12. There are different kinds of portraiture; and it does not at all follow that a portrait to be real must be full of movement and action. There are some minds that, from peculiarity of mental habit, although they preserve what they once saw or heard with great distinctness and fidelity, nevertheless easily travel away from these recollections of observed fact and glide into a train of reflection which is almost soliloquy. The author of the Fourth Gospel appears to be a writer of this kind.
13. He himself lays so much stress upon ocular testimony that we must give him credit for such testimony, even where it is not altogether easy for us to follow him.
14. This applies particularly to his reports of miracle. But in judging of these reports, we must before all things bear in mind that the personal disciples of Jesus and the whole first generation of Christians certainly believed that they were living in the midst of miracle, and certainly held that belief to be an important constituent in their conception of Christ.
15. If we would form an adequate idea of what we call ‘the supernatural’ in the dealings of God with men, we must not begin by ruling out all that transcends our common experience. We must keep it in our minds even where we feel that there are features of it that we do but imperfectly understand. More light may be given to us by degrees.
16. All our Gospels together present us with a view of the life and words of Christ to which, if we did but know it, there would be much to be added. The first Christians were acquainted with many particulars under both heads which to us are entirely lost. These particulars contributed in an important degree to the total impression which they formed of the Person of Christ.
17. The conception was naturally fullest and most adequate in the Mother Church, i. e. in the Church in which the immediate followers of Christ were for the longest time collected.

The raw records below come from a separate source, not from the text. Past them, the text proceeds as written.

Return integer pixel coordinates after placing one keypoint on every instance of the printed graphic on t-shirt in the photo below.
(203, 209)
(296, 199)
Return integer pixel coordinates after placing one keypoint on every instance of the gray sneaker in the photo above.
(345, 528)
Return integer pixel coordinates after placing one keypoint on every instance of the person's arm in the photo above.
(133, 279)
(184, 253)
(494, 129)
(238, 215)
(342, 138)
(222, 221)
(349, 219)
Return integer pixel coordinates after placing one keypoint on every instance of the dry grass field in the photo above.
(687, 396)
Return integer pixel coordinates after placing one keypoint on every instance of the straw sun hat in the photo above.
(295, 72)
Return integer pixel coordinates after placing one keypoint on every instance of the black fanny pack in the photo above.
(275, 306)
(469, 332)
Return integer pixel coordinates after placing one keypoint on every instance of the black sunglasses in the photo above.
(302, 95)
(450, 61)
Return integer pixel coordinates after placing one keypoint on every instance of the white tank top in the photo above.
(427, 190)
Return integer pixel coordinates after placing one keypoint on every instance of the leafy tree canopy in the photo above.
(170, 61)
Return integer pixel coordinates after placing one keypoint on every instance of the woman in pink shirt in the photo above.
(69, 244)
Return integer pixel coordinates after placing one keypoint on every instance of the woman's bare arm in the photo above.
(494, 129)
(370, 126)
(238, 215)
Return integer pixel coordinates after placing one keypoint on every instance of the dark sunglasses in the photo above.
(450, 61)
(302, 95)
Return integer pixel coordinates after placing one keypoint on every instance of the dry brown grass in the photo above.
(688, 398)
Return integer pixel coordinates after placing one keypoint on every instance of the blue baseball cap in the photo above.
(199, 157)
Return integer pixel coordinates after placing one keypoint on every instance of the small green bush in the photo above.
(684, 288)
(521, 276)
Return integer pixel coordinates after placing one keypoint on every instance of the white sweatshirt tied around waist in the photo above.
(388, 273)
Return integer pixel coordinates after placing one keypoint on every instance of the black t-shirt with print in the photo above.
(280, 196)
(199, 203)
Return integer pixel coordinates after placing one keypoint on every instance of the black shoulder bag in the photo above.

It was here, and nowhere else, that that conception of His Person was formed which dominated all parts of the Church, and which carried with it certain corollaries as to the nature of God and his dealings with men that became a permanent body of belief.
18. St. Paul no doubt developed certain portions and aspects of this body of belief, but it is quite impossible and contrary to the evidence that he can have invented its main propositions.
19. We may be sure that St. John did not draw directly from St. Paul, but, firstly, from his own recollections, and in the second place, from the store of common memories and common doctrine that was the possession of all Christians and especially of those who had been nearest to the Master.
20. If we attempt a reconstruction of the main lines of the progress of the Church in the early and in subsequent centuries, such reconstruction ought to be worthy of its subject. In other words, it ought to be one in which we can really see the finger of God.